Размер шрифта
-
+

Дмитрий Самозванец - стр. 30

Канцлеры польский и литовский, т. е. Замойский и Сапега, были на стороне этого благоразумного мнения. Впрочем, как мы увидим впоследствии, каждый из них подходил к нему с особой стороны. Лучшие полководцы Польши Жолкеевский и Ходкевич, такие государственные деятели, как Гослицкий, епископ позенский, также примыкали к этому взгляду. Потулицкий высказался в этом смысле в своем письме с полнейшей искренностью. Епископ плоцкий – Барановский, ознакомившись с донесением Вишневецкого, дал полную волю своему скептицизму. «Этот князик московский, – писал он королю 6 марта 1604 года, – положительно внушает мне подозрения. Имеются кое-какие данные в его биографии, которые не заслуживают, очевидно, веры. Как это мать не узнала тела собственного сына? Как и почему, по внушению царя, могли убить тридцать других детей? Наконец, каким это образом мог монах, никогда не видавший Дмитрия, признать в нем царевича по одной его внешности?» Епископ не придавал никакого значения свидетельству шпионов и ливонца. Он ссылался на валашских авантюристов и на Лжесебастьяна португальского, и серьезно предостерегал короля, приводя латинский текст из писания: Qui cito credit, – говорил он, – leris est corde. Ему казалось совершенно необходимым, чтобы сенаторы, пользовавшиеся репутацией верности и осмотрительности, подвергли Дмитрия «тщательному и искусному» опросу. С этой целью он прилагал к своему письму ряд подробных пунктов. Его недоверие простиралось еще дальше: для того чтобы Дмитрий не мог убежать к казакам, он предлагал установить за ним бдительный надзор. Будучи безусловным приверженцем мира, Барановский заключал таким образом: даже в том случае, если история претендента представляет собой сущую правду, лучше держаться от него подальше. Зачем подвергать себя опасности дорогостоящей войны? Речь Посполитая собирает мало налогов, а ей предстоит решить в Швеции и Пруссии слишком много неотложных вопросов.
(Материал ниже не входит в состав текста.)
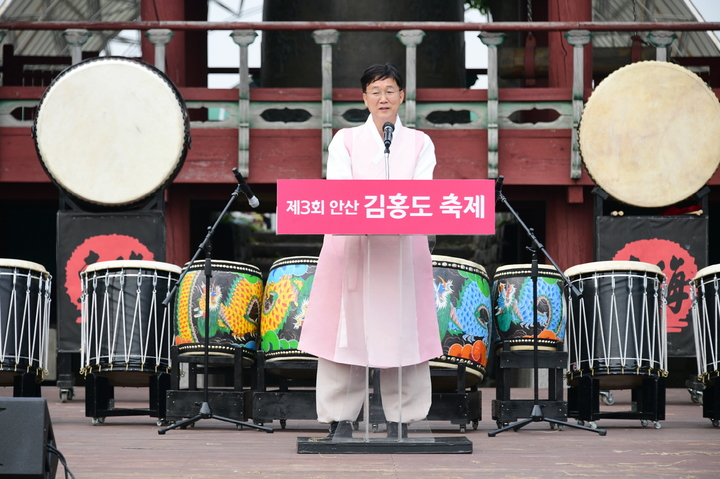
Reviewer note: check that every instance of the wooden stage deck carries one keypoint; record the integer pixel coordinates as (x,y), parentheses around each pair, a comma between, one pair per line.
(687,446)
Но не все сенаторы обладали подобной широтой взгляда и столь щепетильной совестью. Их ослепляла возможность успеха, казавшегося им верным и легко достижимым. Они по-своему понимали верность договорам. Краковский воевода, Николай Зебжидовский, был самым ярым противником мнения, стоявшего за полное невмешательство.[11]
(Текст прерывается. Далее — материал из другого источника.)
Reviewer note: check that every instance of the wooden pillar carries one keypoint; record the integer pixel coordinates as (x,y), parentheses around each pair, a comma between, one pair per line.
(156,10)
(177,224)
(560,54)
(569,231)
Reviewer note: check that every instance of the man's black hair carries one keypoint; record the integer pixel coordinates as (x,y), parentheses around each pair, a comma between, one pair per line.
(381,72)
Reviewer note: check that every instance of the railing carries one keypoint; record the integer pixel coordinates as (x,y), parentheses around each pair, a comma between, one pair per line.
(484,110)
По его словам, претендент является настоящим сыном Ивана IV. А если бы он и не был таковым – все же есть законное основание считать его сыном Грозного. «Кроме того, – говорил воевода, – было бы слишком жаль упускать такой прекрасный случай. Надо им воспользоваться». Его мало стесняло перемирие с Борисом Годуновым, в его глазах оно не имело никакой силы. С одной стороны – Дмитрий единственный законный царь, а с другой – перемирие и не будет нарушено; король не пошлет своих войск, он только предоставит другим поле действия. Покончив таким образом с официальной стороной этого вопроса, воевода предлагал различные планы кампании. Он предлагал королю свои услуги для устройства в Ливонии диверсии с тремя тысячами конницы, причем одну треть ее брался поставить и содержать на свой счет. Он готов был пойти и дальше. Очевидно, ему хотелось ковать железо, пока горячо.
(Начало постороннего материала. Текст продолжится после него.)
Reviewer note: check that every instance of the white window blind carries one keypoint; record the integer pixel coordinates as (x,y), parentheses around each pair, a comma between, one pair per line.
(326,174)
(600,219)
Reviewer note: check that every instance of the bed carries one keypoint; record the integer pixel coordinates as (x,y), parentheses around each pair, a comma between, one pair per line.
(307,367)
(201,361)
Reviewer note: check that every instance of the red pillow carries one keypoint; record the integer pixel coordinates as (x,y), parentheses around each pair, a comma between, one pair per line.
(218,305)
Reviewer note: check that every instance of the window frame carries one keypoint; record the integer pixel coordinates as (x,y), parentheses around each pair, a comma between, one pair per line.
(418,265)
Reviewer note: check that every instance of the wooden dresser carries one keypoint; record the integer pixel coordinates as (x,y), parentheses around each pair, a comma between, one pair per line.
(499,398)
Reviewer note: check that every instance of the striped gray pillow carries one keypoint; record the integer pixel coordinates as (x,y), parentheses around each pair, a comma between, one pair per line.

Нам кажется, что никто не превзошел краковского воеводы в макиавеллизме; может быть, даже никто и не сравнялся с ним в этом отношении. Правда, другие сенаторы во главе с Яном Тарновским, гнезенским епископом, также не являлись противниками предприятия Дмитрия, но они подходили к вопросу с иной стороны и не давали таких определенных советов. Прибытие «царевича» в Польшу им казалось чем-то провиденциальным. Они смутно предугадывали, что это событие может иметь весьма серьезные последствия. Поэтому они предлагали отнестись к Дмитрию, как к истинному сыну Ивана IV. Им можно воспользоваться для устранения Годунова. Но необходимо продолжать расследования о его происхождении. Далее они рекомендовали два совершенно различных плана действий сообразно с тем, окажется ли Дмитрий настоящим царевичем или самозванцем. У Яна Остророга было свое особое мнение на этот счет: он предлагал; назначить ему содержание и отправить в Рим, к папе.